Sunday, July 4, 2010

How To Introduce Music Into Your Classroom Even If You Are Not A Music Teacher!

Music is a natural part of everyone. It creates an atmosphere of fun, interaction and excitement. That is why children are naturally drawn to it. If we nurture this ability, music will provide a lifetime of enjoyment and creativity for our students

To begin a group adventure into music, your students need to have a commonality with each other and you. In my music classroom, no matter what level, I would start with the same song each time. It is usually a “hello” song but it could be anything as long as it is simple. Then the students know that a music lesson is starting and that you are in control.
Next, you must assume that everyone identifies with music in some way. Children hear lullabies, learn songs and melodies from television shows and computer games. If you start by teaching something familiar, your class will respond. At lower grade levels, it could be “Twinkle, Twinkle Little Star” or “The Alphabet Song” (which happens to be the same melody and you can point that out.) At higher levels, “Baby Bumblebee” is fun. You can use “The Wheels On The Bus” or “The Ants Go Marching.” Silliness works!
Any song with repetition will be easier for you and the class. Songs with too many words don't work unless you want to be the soloist. Echo songs such as “Are You Sleeping” work well. You can even get creative and change the words. For example, if it is close to snack or lunchtime, you could sing “I am hungry!” and have the children suggest the foods that should be in the song. There will be so much participation that the song may never end. Even the quietest child will suggest a food or maybe a “silly” food. Have fun with it!

Now that you have them singing, you are on your way to include other songs. You can teach the class your favorite song. Then ask the students to sing their special songs. You will be amazed and amused at the results. I have had students make up songs on the spot or sing very “interesting” rock songs that their siblings have taught them. No matter what, you must applaud and don't laugh!
If you alter activities so that the class never knows what comes next, you will keep them excited. The students need to move. Teaching a very simple dance or just having the students jump or clap in rhythm with a song will avoid any discipline problems.

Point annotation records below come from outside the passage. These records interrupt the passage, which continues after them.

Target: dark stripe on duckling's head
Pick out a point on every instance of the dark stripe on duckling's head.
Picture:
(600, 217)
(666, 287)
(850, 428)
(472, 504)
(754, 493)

Even tapping a table in time with the music is fun as long as you teach them a sign for starting and stopping.
Some very young children might jump up and move while you are singing. This is a happy and natural reaction to the beat. If you stop them, they might be afraid to respond in the future, so just encourage the rest of the class move to the music and then everyone will be able to sit quietly for the next activity. Remember, since music can be a very personal part of a student, it is very easy to turn them on and extremely easy to turn them off. Always be complimentary in your reactions.
When it is time to end the music lesson, remember to end with a quiet song or maybe a repeat of one of the earlier songs sung in a whisper. Then your class will be calmed down and ready for another subject. After a number of years, I discovered that giving a classroom of over-excited children back to their teacher did not help me to win a popularity contest!